Video Monitoring. If video cameras are used in the company, the Law establishes exact requirements: the purpose of recording must be defined, data subjects must be informed - by a visible warning sign, and the storage term of the recording must be fixed. Special caution is required if the camera monitors a workplace - in such a case, an additional basis is required. The mere argument that video monitoring in the workspace is necessary in order to verify the work efficiency of employees is unjustified.

Audio Monitoring. The aforementioned is quite sensitive and entails risks.

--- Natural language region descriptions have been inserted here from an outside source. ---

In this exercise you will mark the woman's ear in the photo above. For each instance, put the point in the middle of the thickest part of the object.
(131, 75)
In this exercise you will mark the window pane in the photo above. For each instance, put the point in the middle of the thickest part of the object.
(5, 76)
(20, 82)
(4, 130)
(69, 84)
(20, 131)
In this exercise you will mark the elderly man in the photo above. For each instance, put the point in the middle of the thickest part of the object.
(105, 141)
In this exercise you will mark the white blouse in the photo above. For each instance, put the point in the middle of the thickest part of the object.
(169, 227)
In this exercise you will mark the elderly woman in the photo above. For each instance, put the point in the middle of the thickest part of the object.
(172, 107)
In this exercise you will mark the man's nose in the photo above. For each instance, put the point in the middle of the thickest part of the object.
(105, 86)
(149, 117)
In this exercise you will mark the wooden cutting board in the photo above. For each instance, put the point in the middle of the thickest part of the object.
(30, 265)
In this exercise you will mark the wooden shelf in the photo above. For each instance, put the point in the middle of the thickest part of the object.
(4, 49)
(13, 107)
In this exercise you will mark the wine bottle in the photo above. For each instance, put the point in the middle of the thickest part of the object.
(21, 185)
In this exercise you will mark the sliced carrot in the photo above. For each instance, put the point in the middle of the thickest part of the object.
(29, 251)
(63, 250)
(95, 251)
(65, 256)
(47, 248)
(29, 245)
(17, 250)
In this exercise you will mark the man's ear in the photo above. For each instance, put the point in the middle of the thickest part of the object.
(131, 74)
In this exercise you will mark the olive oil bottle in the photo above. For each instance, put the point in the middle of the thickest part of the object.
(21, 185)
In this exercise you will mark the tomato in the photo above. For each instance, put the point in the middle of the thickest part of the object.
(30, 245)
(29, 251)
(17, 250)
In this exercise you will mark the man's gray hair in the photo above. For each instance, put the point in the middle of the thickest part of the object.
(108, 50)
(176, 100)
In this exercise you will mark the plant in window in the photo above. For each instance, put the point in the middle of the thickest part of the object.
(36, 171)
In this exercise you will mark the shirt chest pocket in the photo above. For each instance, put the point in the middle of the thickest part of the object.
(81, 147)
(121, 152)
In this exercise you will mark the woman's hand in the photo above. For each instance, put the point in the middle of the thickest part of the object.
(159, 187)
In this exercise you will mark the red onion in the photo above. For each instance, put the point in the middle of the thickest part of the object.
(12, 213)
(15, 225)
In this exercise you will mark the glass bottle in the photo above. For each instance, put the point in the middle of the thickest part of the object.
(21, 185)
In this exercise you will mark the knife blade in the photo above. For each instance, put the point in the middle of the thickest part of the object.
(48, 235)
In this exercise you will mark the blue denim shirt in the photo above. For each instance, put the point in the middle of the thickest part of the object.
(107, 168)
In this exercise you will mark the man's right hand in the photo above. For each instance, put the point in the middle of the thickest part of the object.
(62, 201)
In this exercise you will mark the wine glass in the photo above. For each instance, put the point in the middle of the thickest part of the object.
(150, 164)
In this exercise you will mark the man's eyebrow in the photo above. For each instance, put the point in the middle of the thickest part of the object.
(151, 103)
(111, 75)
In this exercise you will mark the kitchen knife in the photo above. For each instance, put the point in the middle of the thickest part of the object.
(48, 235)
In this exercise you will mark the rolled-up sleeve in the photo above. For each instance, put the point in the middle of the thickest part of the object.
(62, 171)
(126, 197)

The company must consider that audio monitoring is permissible in the following cases: a) with the consent of the data subject; b) to produce a protocol record; c) to protect a significant legitimate interest of the person responsible for processing [Controller (დამუშავებისთვის პასუხისმგებელი პირი)], provided that appropriate and specific measures are defined to protect the rights and interests of the data subject; d) in other cases directly provided for by the legislation of Georgia. Therefore, in the event of a desire to conduct audio monitoring, it is recommended that the company undergo detailed consultation. [Translator's note: The original text ends abruptly without terminal punctuation; translated as written].

Direct Marketing. Check on what basis you are sending promotional SMS or emails. A list that was "collected sometime" or "purchased directly" is not sufficient. Prior, withdrawable consent is required. Furthermore, if consent was not obtained from a specific person and they refused the processing of data for the purpose of direct marketing, disregarding the aforementioned will result in a sanction.

Informing Employees. The most frequent "loophole" in personal data protection is the human factor. It is mandatory that every employee be trained and informed, both regarding the processing of their personal data and regarding the company's policy that exists in this direction.